The 2011 AHA/ASA guidelines for prevention of primary and recurrent stroke recommend risk factor modification of hyperlipidemia, hypertension, and diabetes.38,39 For patients with CHD or prior stroke/TIA, the guidelines recommend antiplatelet therapy. Notably, there were stroke events in our cohort despite the fact that the majority of subjects were receiving antiplatelet therapies (84%) and statins (65%) and had achieved excellent risk factor control (low density lipoprotein: 105+/−33 mg/dL, systolic blood pressure: 133 +/−21 mmHg, hemoglobin A1c: 6.0 +/−1.2%). Although stroke prevention guidelines state that opportunistic pulse screening followed by EKG to assess for AF in patients ≥65 may be useful, this limited ascertainment may be insensitive for sufficient detection of paroxysmal AF. 39, 40
There are several notable limitations of our study. This study was performed in a cohort of predominantly male patients with stable CHD, which may limit generalizability. The observational nature of the study cannot eliminate the possibility of residual confounding. However, the CHADS2 score remained strongly and independently predictive of stroke/TIA after adjustment for potential confounding variables; more extensive adjustment did not change point estimates or widen confidence intervals. Notably, approximately 6.2% of participants in the study were receiving antiarrhythmic agents, with greater use in those with high CHADS2 scores. If prescribed for atrial rather than ventricular arrhythmias, those with high CHADS2 scores may have had a higher rate of paroxysmal AF at baseline. Adjustment for antiarrhythmic drug use demonstrated no change in point estimates.

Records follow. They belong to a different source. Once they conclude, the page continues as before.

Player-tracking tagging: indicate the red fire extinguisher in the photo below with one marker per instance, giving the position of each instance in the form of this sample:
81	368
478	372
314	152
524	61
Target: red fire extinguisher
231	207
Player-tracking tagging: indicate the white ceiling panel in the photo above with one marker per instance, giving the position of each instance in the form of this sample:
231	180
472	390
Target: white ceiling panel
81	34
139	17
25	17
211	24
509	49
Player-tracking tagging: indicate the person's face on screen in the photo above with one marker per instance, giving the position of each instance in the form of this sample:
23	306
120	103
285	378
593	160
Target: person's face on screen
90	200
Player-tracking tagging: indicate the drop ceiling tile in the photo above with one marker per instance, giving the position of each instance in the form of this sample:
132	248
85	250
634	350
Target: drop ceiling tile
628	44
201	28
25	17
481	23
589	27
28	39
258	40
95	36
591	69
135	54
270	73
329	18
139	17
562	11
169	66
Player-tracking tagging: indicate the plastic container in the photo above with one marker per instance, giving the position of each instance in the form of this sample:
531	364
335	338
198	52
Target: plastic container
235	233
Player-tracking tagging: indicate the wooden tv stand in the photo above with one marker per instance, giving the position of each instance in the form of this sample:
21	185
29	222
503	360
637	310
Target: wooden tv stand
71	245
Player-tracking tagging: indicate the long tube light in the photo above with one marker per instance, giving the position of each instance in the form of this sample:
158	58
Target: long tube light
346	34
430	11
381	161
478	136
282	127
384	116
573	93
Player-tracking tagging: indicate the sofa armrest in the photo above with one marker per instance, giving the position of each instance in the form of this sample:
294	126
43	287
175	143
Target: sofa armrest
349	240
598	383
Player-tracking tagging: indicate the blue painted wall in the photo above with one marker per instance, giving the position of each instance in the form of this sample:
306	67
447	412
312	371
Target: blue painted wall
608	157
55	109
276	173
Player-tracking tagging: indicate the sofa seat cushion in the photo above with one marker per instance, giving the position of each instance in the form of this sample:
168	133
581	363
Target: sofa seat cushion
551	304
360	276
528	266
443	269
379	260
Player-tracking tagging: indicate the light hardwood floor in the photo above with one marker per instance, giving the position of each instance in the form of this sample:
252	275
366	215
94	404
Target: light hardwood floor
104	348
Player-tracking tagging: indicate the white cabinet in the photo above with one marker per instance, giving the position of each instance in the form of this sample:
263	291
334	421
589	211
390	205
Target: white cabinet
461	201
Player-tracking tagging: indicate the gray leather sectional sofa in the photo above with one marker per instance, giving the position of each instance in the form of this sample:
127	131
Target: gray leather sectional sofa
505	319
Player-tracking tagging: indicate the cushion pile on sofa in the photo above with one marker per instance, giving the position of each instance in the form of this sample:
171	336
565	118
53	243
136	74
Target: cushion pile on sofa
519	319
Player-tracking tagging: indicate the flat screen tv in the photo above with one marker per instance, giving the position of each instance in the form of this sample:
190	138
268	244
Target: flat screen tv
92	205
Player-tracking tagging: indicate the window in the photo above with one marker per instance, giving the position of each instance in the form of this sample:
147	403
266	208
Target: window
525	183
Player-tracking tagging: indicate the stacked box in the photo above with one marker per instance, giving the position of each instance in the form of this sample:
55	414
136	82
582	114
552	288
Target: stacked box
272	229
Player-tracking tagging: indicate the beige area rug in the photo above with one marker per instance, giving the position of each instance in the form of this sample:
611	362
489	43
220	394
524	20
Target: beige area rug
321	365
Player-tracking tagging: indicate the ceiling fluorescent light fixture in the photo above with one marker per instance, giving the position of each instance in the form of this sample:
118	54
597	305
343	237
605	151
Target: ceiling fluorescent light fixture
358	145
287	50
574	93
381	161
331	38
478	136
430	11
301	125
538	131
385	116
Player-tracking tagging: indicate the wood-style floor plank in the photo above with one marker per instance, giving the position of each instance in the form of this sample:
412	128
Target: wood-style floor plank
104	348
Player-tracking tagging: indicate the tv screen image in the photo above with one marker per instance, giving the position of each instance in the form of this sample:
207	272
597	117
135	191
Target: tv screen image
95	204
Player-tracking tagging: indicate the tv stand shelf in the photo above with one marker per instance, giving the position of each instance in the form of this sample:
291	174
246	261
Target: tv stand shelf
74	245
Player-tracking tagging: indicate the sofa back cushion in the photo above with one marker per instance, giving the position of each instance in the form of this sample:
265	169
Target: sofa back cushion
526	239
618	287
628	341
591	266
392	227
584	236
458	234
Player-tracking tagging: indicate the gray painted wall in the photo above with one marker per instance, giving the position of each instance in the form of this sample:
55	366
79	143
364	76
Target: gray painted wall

Finally, because our criterion for exclusion of subjects with AF was the baseline EKG, it is possible that individuals with known paroxysmal AF who were in sinus rhythm at the time of the baseline EKG could have been misclassified as non-AF participants and included in the analyses. It is also possible that participants without known AF but who had AF on the baseline study EKG could have been misclassified and excluded. However, for paroxysmal AF, any method of AF ascertainment other than continuous EKG monitoring would be subject to similar misclassification.
In summary, we found that the CHADS2 risk score independently predicts stroke/TIA in patients with CHD who have no known history of AF. The event rate in non-AF CHD patients with high CHADS2 scores (5-6) was comparable to published rates in AF patients with moderate CHADS2 scores (1-2). Since most strokes occur in patients without known AF, the CHADS2 score may have a role in identification of high-risk individuals who may benefit from stroke prevention therapies or screening for silent AF.